Leptin stimulates the proliferation of human oesophageal adenocarcinoma cells via HB-EGF and Tgfalpha mediated transactivation of the epidermal growth factor receptor.
Academic Article
Overview
abstract
Obesity increases the risk of developing oesophageal adenocarcinoma (OAC) as well as several other cancers. Leptin is secreted by adipocytes and serum leptin levels rise with body mass index. Leptin stimulates proliferation and inhibits apoptosis in OAC cells but the mechanisms are not fully elucidated, Transactivation of the epidermal growth factor receptor (EGFR) is an important signalling mechanism for G-protein-coupled receptors, but the relationship with leptin-type receptors has not been examined and the authors hypothesise that leptin-induced proliferation involves EGFR signalling.

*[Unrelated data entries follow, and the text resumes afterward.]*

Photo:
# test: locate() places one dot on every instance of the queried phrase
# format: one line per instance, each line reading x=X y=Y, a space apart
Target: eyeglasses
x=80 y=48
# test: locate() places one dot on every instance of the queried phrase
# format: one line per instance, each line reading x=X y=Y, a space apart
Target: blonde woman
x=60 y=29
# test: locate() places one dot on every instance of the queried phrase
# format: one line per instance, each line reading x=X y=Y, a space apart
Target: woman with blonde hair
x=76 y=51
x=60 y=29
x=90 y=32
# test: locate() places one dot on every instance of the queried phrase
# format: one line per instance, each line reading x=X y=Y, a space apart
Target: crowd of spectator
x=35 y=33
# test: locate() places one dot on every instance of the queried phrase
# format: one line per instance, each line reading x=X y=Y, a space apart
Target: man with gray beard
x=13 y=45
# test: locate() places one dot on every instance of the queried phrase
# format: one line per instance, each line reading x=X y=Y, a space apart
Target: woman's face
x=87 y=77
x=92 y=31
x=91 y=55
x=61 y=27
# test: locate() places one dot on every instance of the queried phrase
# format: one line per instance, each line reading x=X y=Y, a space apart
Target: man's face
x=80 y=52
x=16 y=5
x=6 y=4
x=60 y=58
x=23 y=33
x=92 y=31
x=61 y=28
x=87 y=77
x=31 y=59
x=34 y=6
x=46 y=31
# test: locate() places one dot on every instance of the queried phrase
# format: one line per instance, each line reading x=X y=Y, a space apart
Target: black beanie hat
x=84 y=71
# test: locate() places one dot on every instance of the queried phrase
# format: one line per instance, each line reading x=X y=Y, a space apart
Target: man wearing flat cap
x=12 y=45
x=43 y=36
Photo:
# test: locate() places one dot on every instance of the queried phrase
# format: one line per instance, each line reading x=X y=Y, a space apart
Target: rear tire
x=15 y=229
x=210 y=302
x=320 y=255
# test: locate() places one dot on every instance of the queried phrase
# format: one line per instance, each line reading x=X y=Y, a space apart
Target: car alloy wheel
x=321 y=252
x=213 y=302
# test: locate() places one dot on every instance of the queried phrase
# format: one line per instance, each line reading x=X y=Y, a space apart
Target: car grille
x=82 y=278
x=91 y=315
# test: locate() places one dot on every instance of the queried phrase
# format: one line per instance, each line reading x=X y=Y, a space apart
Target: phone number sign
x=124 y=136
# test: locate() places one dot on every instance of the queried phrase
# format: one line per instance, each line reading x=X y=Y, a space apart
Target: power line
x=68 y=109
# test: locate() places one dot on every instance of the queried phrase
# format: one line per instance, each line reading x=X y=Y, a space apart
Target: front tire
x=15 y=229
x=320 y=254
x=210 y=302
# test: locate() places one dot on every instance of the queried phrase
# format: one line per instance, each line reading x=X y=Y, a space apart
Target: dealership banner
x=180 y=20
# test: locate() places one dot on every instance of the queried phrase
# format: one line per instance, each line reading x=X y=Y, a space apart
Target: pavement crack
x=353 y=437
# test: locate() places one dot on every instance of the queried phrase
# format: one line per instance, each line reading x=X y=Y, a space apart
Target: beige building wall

This study examines the effect of leptin on EGFR signalling in cultured cell lines. Leptin stimulated proliferation in four OAC lines expressing leptin receptors (OE33, OE19, BIC-1 and FLO) and this was abolished by specific EGFR inhibitors (PD153035 and AG1478). Leptin-induced proliferation was inhibited by neutralising antibodies to transforming growth factor-alpha (TGFalpha and HB-EGF) but not by anti-amphiregulin. Leptin significantly increased gene expression of HB-EGF and TGFalpha as measured by a quantitative real-time polymerase chain reaction (PCR) method but did not alter amphiregulin and EGFR gene expression. Leptin increased extracellular release of HB-EGF and TGFalpha and this was blocked by matrix metalloproteinase (MMP) inhibitors. The MMP inhibitors also abolished leptin-induced proliferation as well as leptin-induced EGFR tyrosine phosphorylation, but did not affect proliferation or EGFR activation induced by TGFalpha. The authors conclude that leptin stimulates OAC proliferation via increased gene expression of HB-EGF and TGFalpha, MMP-mediated extracellular release of HB-EGF and TGFalpha and subsequent activation of EGFR.